The experiment is accepted for PR review: the revised process did exactly what
it was designed to do. It kept the prior rejected idea available without forcing
it, identified the missing benchmark as the next useful step, and then let the
new evidence turn experiment 099's implementation from "structurally sound but
unmeasurable" into a clear targeted win.
The main caution is methodological: the single-run full-suite comparison should
not be over-read.

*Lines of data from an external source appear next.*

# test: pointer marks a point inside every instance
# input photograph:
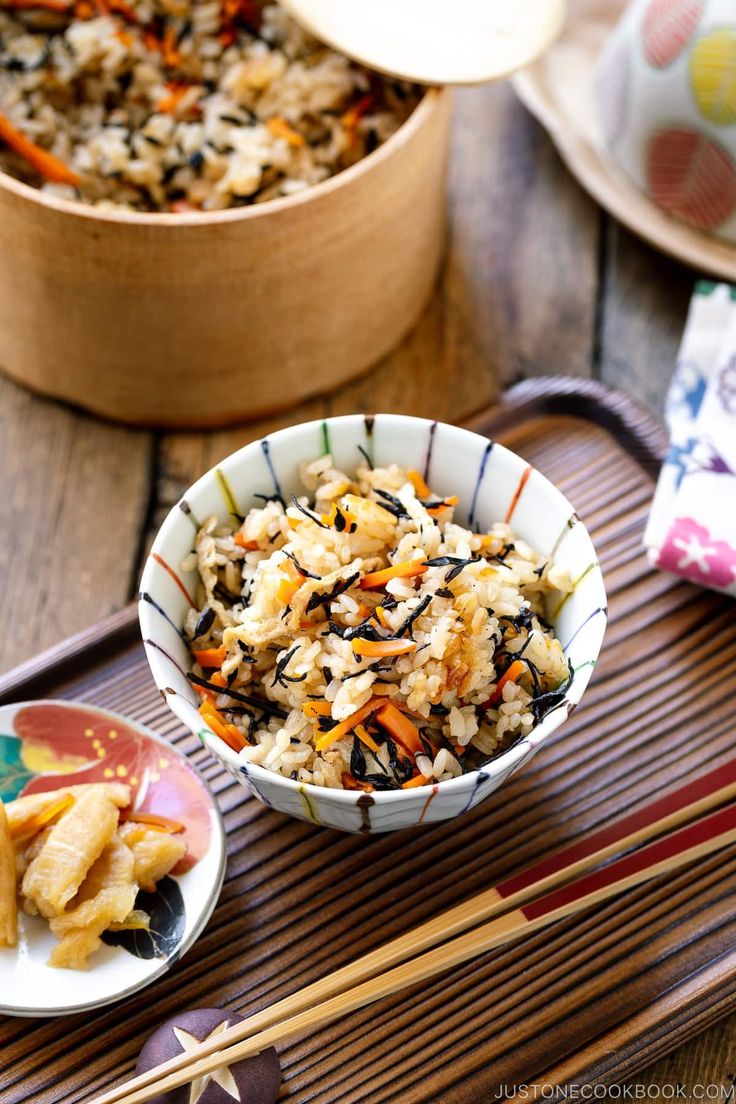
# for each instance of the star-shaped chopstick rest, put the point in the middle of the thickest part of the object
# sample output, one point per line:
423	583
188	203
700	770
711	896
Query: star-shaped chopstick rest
254	1081
435	41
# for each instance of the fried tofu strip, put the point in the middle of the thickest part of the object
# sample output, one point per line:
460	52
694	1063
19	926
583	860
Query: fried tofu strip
107	897
73	845
155	852
23	811
8	902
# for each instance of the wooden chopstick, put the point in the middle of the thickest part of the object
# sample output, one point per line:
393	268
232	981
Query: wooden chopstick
678	807
678	849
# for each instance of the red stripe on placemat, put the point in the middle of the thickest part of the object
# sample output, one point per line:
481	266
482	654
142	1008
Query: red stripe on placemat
694	791
701	831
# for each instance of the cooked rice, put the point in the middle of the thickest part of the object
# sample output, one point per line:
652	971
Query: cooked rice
281	646
180	105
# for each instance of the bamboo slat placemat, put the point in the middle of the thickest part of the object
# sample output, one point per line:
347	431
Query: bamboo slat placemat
596	997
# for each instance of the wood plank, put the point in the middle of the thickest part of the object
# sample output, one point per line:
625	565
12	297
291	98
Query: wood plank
75	498
589	1000
643	308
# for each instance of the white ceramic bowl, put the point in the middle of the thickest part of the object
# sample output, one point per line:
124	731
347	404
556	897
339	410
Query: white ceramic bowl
487	478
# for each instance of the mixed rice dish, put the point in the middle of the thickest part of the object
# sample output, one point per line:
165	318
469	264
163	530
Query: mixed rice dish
362	639
180	105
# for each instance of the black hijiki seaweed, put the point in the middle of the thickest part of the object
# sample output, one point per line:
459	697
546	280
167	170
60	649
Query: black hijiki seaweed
365	630
520	621
204	622
266	707
371	667
308	513
365	457
402	767
247	658
552	699
269	498
340	522
406	626
302	571
360	772
318	600
454	572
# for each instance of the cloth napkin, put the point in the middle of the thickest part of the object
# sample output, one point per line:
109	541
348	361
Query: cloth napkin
692	524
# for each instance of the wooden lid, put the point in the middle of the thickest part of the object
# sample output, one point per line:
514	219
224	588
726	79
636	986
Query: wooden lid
435	41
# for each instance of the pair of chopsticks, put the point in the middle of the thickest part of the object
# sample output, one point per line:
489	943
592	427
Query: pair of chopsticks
558	885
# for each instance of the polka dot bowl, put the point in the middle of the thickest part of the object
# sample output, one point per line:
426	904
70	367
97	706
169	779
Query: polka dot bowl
665	91
491	483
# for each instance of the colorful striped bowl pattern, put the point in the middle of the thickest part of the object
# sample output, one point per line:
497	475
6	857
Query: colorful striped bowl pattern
667	102
492	484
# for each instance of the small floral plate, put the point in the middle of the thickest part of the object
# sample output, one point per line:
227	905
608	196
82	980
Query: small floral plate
49	744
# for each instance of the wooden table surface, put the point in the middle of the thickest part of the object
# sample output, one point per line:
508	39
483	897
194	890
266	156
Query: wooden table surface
536	280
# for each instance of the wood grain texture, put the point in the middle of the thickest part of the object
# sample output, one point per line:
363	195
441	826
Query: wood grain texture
210	318
643	307
584	1000
75	496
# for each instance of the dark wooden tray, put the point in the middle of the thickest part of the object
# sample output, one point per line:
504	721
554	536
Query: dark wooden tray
595	998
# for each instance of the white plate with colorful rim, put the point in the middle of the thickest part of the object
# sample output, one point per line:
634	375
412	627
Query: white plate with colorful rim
558	88
49	744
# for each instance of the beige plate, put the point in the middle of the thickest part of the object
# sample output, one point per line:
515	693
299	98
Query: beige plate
435	41
558	91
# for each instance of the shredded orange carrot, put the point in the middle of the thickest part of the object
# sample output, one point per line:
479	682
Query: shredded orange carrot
123	9
375	580
350	782
169	51
365	738
168	105
241	541
62	6
286	591
418	484
45	816
403	730
156	821
312	709
380	648
289	586
452	500
211	657
227	732
44	162
352	116
219	680
280	128
324	739
510	676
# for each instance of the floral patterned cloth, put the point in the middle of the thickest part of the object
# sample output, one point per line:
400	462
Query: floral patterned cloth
692	524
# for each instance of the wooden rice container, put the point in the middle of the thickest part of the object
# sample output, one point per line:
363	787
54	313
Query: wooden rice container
203	319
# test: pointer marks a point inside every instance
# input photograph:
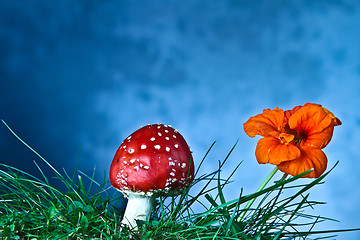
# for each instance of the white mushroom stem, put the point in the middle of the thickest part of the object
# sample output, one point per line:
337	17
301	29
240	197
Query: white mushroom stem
139	207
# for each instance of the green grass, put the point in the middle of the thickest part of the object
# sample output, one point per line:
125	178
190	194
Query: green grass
83	208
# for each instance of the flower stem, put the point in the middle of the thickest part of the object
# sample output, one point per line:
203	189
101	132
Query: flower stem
262	186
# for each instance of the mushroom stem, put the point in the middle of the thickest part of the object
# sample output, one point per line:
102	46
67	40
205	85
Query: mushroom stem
138	208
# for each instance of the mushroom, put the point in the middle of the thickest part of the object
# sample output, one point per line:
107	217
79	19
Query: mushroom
153	161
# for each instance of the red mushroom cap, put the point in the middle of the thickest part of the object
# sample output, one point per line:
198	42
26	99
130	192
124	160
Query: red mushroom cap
153	159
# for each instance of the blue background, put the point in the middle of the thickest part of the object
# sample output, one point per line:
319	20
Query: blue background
77	77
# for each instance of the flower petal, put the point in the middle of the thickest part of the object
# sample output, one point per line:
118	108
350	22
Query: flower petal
266	124
271	150
314	125
309	158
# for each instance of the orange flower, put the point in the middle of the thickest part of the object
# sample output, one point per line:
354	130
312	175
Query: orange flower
293	139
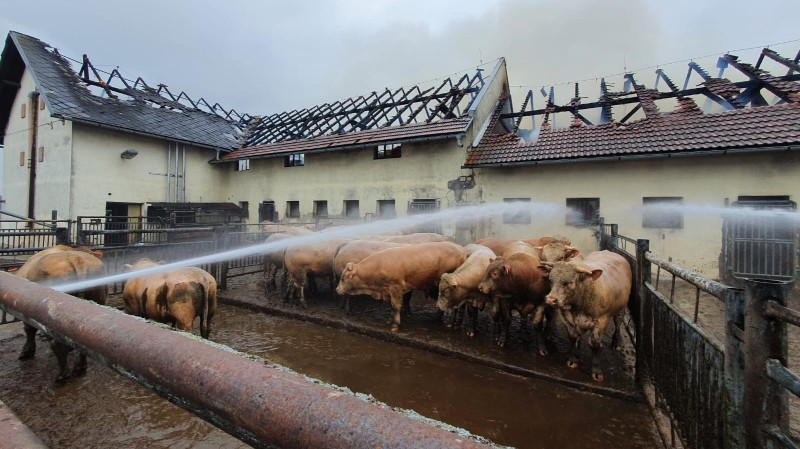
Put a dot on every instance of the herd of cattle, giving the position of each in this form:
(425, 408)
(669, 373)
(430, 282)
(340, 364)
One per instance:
(544, 279)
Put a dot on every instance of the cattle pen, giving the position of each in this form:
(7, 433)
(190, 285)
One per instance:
(709, 388)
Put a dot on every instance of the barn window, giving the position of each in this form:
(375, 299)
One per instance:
(387, 151)
(293, 209)
(295, 160)
(351, 209)
(762, 244)
(243, 164)
(386, 209)
(583, 211)
(320, 209)
(662, 212)
(518, 215)
(267, 212)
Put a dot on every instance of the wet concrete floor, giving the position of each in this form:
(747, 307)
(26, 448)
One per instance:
(104, 410)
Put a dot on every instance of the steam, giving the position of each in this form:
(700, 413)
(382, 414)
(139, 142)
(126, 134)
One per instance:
(468, 213)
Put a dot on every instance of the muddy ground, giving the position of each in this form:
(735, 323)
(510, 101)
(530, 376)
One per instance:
(426, 331)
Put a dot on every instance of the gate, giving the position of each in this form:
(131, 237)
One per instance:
(727, 392)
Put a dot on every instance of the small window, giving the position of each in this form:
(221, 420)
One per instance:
(583, 211)
(267, 212)
(351, 209)
(321, 209)
(521, 216)
(293, 209)
(388, 151)
(662, 212)
(243, 164)
(295, 160)
(386, 209)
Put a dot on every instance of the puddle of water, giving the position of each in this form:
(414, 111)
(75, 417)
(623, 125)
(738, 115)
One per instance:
(105, 410)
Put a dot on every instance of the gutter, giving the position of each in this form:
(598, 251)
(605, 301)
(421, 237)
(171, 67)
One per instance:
(458, 136)
(624, 158)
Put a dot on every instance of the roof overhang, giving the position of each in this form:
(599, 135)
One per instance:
(638, 157)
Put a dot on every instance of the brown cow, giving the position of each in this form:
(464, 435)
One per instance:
(460, 288)
(556, 251)
(594, 290)
(388, 274)
(516, 283)
(62, 264)
(499, 245)
(176, 296)
(356, 251)
(305, 261)
(413, 239)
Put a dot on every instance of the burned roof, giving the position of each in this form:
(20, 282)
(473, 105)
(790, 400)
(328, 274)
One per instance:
(391, 116)
(749, 121)
(124, 105)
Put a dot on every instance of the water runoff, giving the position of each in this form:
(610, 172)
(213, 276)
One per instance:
(465, 214)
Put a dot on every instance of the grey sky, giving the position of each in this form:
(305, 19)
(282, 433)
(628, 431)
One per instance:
(262, 57)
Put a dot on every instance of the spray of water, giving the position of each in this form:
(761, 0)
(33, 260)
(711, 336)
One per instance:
(462, 214)
(785, 216)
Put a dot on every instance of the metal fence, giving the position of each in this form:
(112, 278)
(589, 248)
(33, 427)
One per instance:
(728, 392)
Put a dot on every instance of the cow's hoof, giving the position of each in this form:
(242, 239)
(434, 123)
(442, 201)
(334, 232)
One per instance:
(62, 379)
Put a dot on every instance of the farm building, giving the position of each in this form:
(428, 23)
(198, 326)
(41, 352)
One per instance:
(82, 143)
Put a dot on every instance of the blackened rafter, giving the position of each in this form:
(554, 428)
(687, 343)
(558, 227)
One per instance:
(377, 110)
(721, 90)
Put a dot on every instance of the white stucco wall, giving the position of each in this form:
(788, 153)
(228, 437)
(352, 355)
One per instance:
(100, 174)
(54, 137)
(701, 181)
(421, 172)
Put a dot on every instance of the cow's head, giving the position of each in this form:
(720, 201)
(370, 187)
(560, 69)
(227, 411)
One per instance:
(346, 280)
(567, 280)
(556, 251)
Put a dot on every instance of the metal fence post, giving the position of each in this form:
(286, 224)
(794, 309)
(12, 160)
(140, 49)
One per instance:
(601, 234)
(765, 402)
(221, 244)
(642, 335)
(734, 369)
(62, 236)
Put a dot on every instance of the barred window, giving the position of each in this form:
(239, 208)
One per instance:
(583, 211)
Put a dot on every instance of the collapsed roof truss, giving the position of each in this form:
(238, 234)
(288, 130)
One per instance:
(450, 99)
(726, 93)
(141, 91)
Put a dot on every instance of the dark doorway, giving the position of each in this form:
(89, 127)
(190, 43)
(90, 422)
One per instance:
(116, 219)
(266, 211)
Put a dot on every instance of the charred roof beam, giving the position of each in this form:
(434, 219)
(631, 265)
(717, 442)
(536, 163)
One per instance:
(782, 89)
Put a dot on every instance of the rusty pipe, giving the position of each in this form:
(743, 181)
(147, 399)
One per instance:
(257, 402)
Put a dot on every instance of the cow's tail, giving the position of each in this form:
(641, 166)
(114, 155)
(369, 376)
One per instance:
(204, 320)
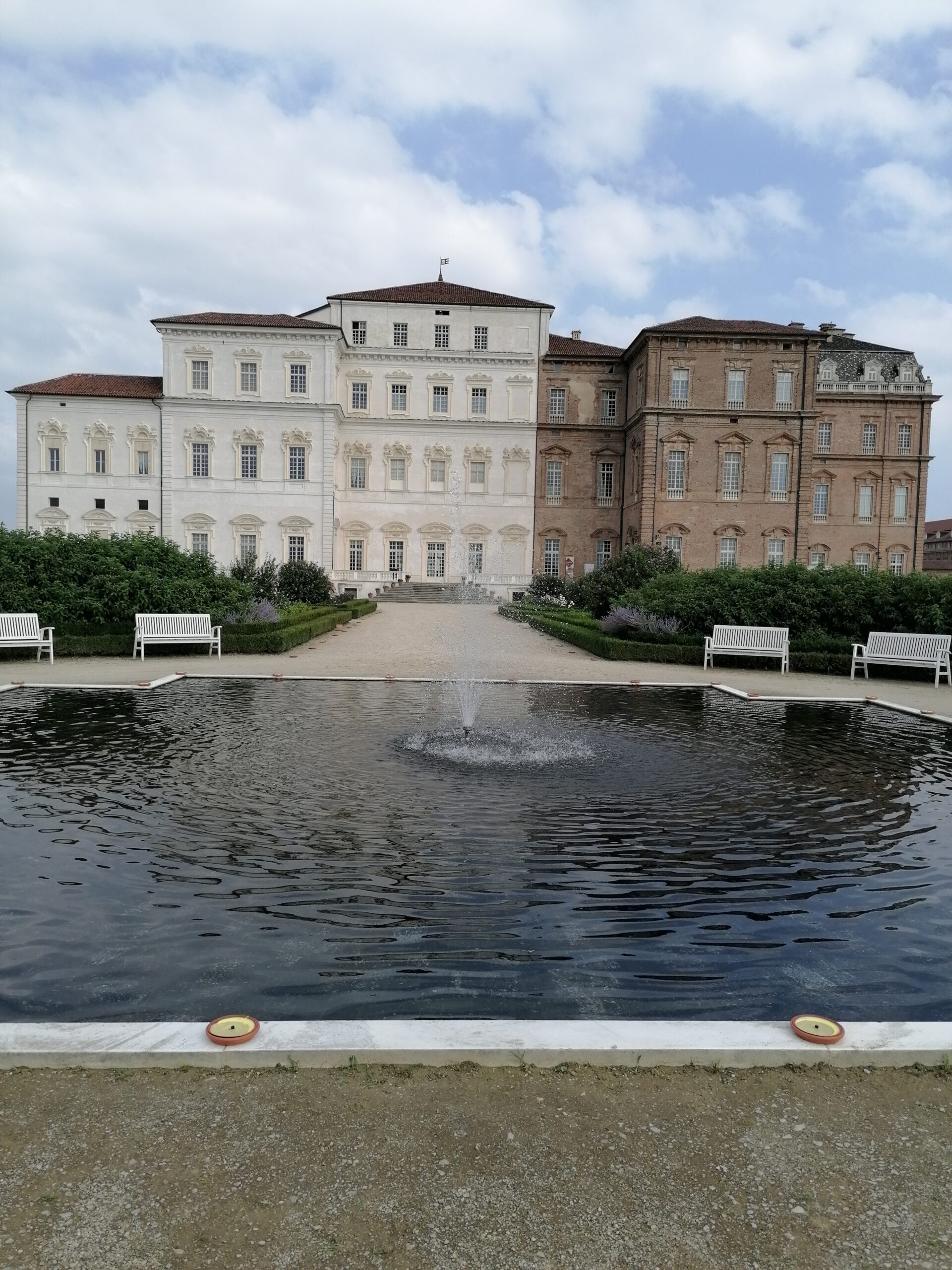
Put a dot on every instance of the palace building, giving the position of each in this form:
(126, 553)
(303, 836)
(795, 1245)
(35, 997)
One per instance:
(440, 432)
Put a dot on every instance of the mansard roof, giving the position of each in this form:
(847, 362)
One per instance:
(563, 346)
(148, 386)
(442, 294)
(214, 319)
(729, 327)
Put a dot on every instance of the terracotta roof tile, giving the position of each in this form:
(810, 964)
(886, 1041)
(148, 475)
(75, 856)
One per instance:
(442, 294)
(97, 385)
(561, 346)
(243, 320)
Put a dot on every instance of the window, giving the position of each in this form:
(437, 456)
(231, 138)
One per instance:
(296, 463)
(866, 497)
(780, 477)
(249, 463)
(677, 463)
(730, 480)
(554, 480)
(822, 501)
(606, 483)
(679, 386)
(728, 557)
(436, 559)
(550, 557)
(441, 399)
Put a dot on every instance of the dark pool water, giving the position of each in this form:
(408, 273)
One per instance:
(298, 851)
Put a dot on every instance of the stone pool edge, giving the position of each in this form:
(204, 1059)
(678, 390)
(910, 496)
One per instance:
(490, 1043)
(146, 685)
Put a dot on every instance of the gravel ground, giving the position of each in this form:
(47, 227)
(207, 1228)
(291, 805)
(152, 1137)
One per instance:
(486, 1169)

The acceptance signal is the new long-text benchmark plus
targeted correctness coverage; CI and review should still watch for unexpected
platform-specific fallout from the host-byte-order hash bit pattern.
Future Notes
The long-text stream benchmark is now part of the default release suite and the
experiment dashboard's curated metrics. Future hash-loop work should compare
against this benchmark first, then check the normal short-text streaming metrics
for regressions. Avoid more hashing variants unless they improve this workload
or a production profile shows a new long-payload shape.